Case and point: the megamanufacturer DuPont. The maker of everything from Lycra to Teflon is No. 15 on the Fortune 500 list and has made a decision to centralize its operations on SAP's R/3 business software. But the $50 billion firm still needs to link that system to a plethora of other systems running at Dupont's 300 sites and 160 plants worldwide.

"Every time the market changes, we go through an organizational realignment in Dupont to reflect those changes," said Paul Pinson, information architect at Dupont. "Dupont has at least one of everything running somewhere and two or three of most."

While SAP has an extensive catalogue of published APIs, it wasn't enough to meet the needs of a megacorporation like Dupont, said Pinson, who now works for Andersen Consulting as part of an IT outsourcing deal Dupont recently made. Dupont decided to use IBM's MQ Series messaging system and Frontec's AMTrix messaging broker software to link its highly disparate systems.

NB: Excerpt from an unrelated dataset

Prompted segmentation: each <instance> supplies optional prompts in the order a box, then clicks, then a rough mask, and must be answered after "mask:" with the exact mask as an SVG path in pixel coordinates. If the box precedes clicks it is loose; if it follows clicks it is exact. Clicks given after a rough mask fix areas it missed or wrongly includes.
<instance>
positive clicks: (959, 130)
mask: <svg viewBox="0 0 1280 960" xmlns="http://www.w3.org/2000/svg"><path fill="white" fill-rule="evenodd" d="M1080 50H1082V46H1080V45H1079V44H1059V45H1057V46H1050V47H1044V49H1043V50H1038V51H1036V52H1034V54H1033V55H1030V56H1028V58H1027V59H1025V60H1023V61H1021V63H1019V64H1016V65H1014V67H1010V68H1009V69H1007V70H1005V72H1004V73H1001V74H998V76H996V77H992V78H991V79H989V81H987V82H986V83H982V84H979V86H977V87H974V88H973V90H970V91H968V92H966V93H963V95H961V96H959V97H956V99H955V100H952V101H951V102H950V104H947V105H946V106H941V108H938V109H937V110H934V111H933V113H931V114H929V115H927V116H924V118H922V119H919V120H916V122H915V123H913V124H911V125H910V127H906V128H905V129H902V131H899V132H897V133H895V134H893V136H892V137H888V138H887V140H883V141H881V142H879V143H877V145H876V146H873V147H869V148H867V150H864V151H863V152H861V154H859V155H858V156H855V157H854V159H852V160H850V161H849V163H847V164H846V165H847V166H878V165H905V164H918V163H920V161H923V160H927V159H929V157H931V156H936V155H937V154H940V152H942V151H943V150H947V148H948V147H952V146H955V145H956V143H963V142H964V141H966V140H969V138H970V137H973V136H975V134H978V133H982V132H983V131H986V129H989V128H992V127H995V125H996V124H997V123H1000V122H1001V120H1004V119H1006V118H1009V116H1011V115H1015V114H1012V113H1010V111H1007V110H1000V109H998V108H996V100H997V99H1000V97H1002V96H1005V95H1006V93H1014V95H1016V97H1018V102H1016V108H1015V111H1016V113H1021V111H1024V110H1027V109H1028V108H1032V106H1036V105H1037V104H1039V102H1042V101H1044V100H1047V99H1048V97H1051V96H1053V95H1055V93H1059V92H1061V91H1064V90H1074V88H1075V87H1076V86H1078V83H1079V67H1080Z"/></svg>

"The SAP integration drives most of what we do. We will have 500 to 700 interfaces operating in this environment this time next year," Pinson said. "In our ongoing effort to link all these systems, we needed a neutral system and tools."

And it's business like this that is sure to drive up the profits of the 200 or so integration vendors on the market today, many of them less than two or three years old. Lundstrom added that more are likely to pop up in the coming years and it won't be another two years until consolidation starts taking place.